The captain of a U.S. Navy aircraft carrier that has more than 100 cases of coronavirus wrote a stunning plea for help to senior military officials.
In a four-page letter, first reported by the San Francisco Chronicle, Capt. Brett Crozier of the USS Theodore Roosevelt described a disastrous situation unfolding aboard the warship, a temporary home to more than 4,000 crew members.
“We are not at war. Sailors do not need to die. If we do not act now, we are failing to properly take care of our most trusted asset — our Sailors,” Crozier wrote. “The spread of the disease is ongoing and accelerating.”
He proposed offloading the majority of the crew, quarantining those infected, testing others for the virus and professionally cleaning the ship. He explained in his letter that by keeping the crew on the vessel the Pentagon was taking “an unnecessary risk” that “breaks faith with those Sailors entrusted to our care.”

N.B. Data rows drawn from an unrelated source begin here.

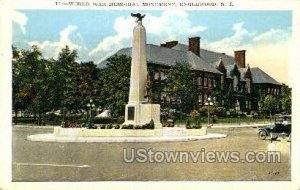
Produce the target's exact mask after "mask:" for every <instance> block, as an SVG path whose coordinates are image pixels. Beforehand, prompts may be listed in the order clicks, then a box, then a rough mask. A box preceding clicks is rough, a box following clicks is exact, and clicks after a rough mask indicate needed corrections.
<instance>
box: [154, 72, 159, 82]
mask: <svg viewBox="0 0 300 190" xmlns="http://www.w3.org/2000/svg"><path fill="white" fill-rule="evenodd" d="M158 79H159V72H155V73H154V80H158Z"/></svg>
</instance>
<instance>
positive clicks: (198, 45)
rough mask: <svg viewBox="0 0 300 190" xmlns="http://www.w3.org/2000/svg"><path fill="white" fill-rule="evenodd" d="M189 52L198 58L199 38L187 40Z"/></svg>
mask: <svg viewBox="0 0 300 190" xmlns="http://www.w3.org/2000/svg"><path fill="white" fill-rule="evenodd" d="M189 51H191V52H193V53H194V54H196V55H197V56H199V57H200V37H193V38H189Z"/></svg>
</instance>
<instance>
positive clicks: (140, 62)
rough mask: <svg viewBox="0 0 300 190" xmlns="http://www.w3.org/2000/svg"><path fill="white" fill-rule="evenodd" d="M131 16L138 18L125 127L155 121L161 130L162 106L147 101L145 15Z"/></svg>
mask: <svg viewBox="0 0 300 190" xmlns="http://www.w3.org/2000/svg"><path fill="white" fill-rule="evenodd" d="M131 16H133V17H136V18H137V21H136V22H137V25H136V26H135V27H134V29H133V39H132V55H131V58H132V60H131V73H130V90H129V101H128V104H127V105H126V108H125V123H124V125H129V124H132V125H143V124H146V123H149V122H150V121H151V120H153V121H154V124H155V128H161V126H162V125H161V123H160V105H159V104H150V103H147V102H146V100H145V88H146V82H147V61H146V55H147V54H146V53H147V52H146V29H145V27H144V26H143V24H142V19H143V18H144V17H145V15H141V14H140V13H137V14H131Z"/></svg>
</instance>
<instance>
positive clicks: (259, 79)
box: [251, 67, 281, 85]
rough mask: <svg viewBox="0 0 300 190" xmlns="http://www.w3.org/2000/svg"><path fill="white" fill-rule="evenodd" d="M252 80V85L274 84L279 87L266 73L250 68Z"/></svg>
mask: <svg viewBox="0 0 300 190" xmlns="http://www.w3.org/2000/svg"><path fill="white" fill-rule="evenodd" d="M251 74H252V80H253V83H267V84H276V85H281V84H280V83H279V82H277V81H276V80H275V79H273V78H272V77H270V76H269V75H268V74H267V73H265V72H264V71H263V70H261V69H260V68H258V67H254V68H251Z"/></svg>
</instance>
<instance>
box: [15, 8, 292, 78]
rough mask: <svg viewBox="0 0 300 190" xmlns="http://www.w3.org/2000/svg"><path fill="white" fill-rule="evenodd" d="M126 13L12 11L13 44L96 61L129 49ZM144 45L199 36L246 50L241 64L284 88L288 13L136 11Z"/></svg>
mask: <svg viewBox="0 0 300 190" xmlns="http://www.w3.org/2000/svg"><path fill="white" fill-rule="evenodd" d="M131 12H132V11H131V10H130V11H126V10H16V11H14V14H13V45H14V46H16V47H18V48H23V49H29V48H30V47H31V46H32V45H38V46H39V48H40V49H41V50H42V52H43V55H44V56H45V57H46V58H52V57H53V58H56V57H57V55H58V53H59V52H60V50H61V49H62V48H63V47H65V46H66V45H68V46H69V47H70V48H71V49H74V50H77V52H78V55H79V57H78V61H94V62H95V63H99V62H100V61H102V60H104V59H105V58H107V57H108V56H110V55H112V54H114V53H115V52H116V51H118V50H119V49H121V48H124V47H129V46H131V39H132V29H133V27H134V25H135V19H134V18H132V17H131V16H130V13H131ZM141 12H143V13H145V14H146V17H145V19H144V20H143V24H144V26H145V27H146V31H147V43H149V44H156V45H159V44H161V43H164V42H166V41H170V40H178V41H179V42H180V43H183V44H187V43H188V38H189V37H195V36H199V37H201V48H203V49H208V50H212V51H216V52H222V53H223V52H224V53H226V54H228V55H233V53H234V51H235V50H241V49H244V50H246V63H247V64H249V65H250V67H260V68H261V69H263V70H264V71H265V72H267V73H268V74H269V75H271V76H272V77H273V78H275V79H276V80H277V81H278V82H281V83H287V84H288V79H289V77H288V72H289V67H288V62H289V44H290V41H291V25H292V23H291V22H292V13H291V12H290V11H200V10H199V11H188V10H163V11H153V10H151V11H147V10H143V11H141Z"/></svg>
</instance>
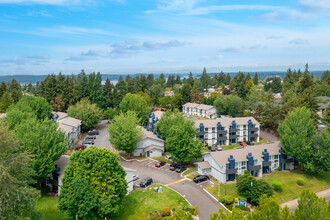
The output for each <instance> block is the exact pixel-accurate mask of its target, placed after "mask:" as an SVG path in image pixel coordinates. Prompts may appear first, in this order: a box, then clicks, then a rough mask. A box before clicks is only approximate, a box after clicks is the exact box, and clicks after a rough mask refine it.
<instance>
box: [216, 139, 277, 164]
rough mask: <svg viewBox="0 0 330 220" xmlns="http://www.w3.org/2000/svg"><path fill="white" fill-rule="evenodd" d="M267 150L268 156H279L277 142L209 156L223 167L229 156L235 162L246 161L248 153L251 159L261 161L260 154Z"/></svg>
mask: <svg viewBox="0 0 330 220" xmlns="http://www.w3.org/2000/svg"><path fill="white" fill-rule="evenodd" d="M265 149H267V151H268V153H269V156H271V155H279V154H280V153H279V150H280V149H281V143H280V142H279V141H276V142H270V143H266V144H260V145H253V146H249V145H248V146H246V147H244V148H236V149H232V150H224V151H217V152H211V153H210V154H211V156H212V157H213V158H214V159H215V160H216V161H217V162H218V163H219V164H220V165H221V166H225V165H226V164H228V163H229V162H228V158H229V157H230V155H233V157H234V158H235V162H241V161H247V158H246V156H247V155H248V154H249V153H252V156H253V159H258V160H261V161H262V160H263V159H262V156H263V155H262V152H263V151H264V150H265Z"/></svg>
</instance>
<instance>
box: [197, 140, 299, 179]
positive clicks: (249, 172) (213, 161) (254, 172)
mask: <svg viewBox="0 0 330 220" xmlns="http://www.w3.org/2000/svg"><path fill="white" fill-rule="evenodd" d="M196 166H197V172H198V173H199V174H203V175H212V176H213V177H214V178H216V179H217V180H218V181H219V182H221V183H226V182H227V181H233V180H235V179H236V174H240V175H242V174H244V172H245V171H246V170H247V171H249V173H250V174H251V175H252V176H256V177H262V175H263V174H264V173H270V172H271V171H273V170H276V169H278V168H279V167H280V170H286V169H289V170H292V169H294V162H293V159H292V158H291V157H288V156H286V155H285V154H283V152H282V148H281V143H280V142H279V141H277V142H272V143H266V144H261V145H254V146H247V147H244V148H236V149H233V150H225V151H216V152H208V153H205V154H204V161H203V162H199V163H197V164H196Z"/></svg>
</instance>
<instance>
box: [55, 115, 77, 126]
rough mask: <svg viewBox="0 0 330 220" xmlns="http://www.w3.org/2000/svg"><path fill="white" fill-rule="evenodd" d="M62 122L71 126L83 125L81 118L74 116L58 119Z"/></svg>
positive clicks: (60, 121)
mask: <svg viewBox="0 0 330 220" xmlns="http://www.w3.org/2000/svg"><path fill="white" fill-rule="evenodd" d="M58 122H59V123H60V124H65V125H68V126H71V127H78V126H80V125H81V120H79V119H76V118H72V117H65V118H63V119H61V120H58Z"/></svg>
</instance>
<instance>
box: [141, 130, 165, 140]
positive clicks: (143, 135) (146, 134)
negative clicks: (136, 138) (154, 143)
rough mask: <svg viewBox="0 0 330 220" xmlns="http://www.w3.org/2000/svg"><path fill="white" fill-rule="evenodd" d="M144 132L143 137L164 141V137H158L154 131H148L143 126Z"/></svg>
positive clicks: (143, 133)
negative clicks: (161, 138) (159, 137)
mask: <svg viewBox="0 0 330 220" xmlns="http://www.w3.org/2000/svg"><path fill="white" fill-rule="evenodd" d="M142 132H143V136H142V139H145V138H151V139H154V140H157V141H161V142H164V140H163V139H161V138H159V137H157V135H155V134H154V133H153V132H152V131H147V130H146V129H144V128H142Z"/></svg>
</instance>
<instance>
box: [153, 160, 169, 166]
mask: <svg viewBox="0 0 330 220" xmlns="http://www.w3.org/2000/svg"><path fill="white" fill-rule="evenodd" d="M165 164H166V162H165V161H158V162H156V164H155V167H162V166H164V165H165Z"/></svg>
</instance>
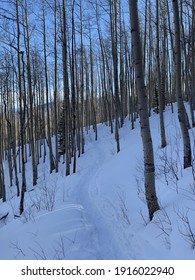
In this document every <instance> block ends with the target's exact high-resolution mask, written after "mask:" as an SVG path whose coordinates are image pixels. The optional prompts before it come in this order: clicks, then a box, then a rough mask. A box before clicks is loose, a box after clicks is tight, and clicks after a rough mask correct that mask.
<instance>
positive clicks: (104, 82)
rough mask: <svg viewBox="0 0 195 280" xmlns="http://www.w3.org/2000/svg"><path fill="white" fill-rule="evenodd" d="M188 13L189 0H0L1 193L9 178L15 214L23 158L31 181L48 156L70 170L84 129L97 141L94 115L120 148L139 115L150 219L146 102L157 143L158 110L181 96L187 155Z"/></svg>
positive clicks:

The latest revelation of the coronavirus exposure aboard the USS Theodore Roosevelt, which is currently docked in Guam, follows a recently completed port call to Da Nang, Vietnam.
Fifteen days after leaving Vietnam, three sailors from the USS Roosevelt tested positive for the virus. The infections were the first reports of coronavirus on a vessel at sea.
Last week, Thomas Modly, the acting Navy secretary, told reporters at the Pentagon that the trio of sailors and those who had been in contact with the individuals were identified and quarantined.
And while port calls for U.S. Navy ships have since been canceled, Modly defended the decision to complete the port call by saying that at the time, the coronavirus cases in Vietnam were less than 100.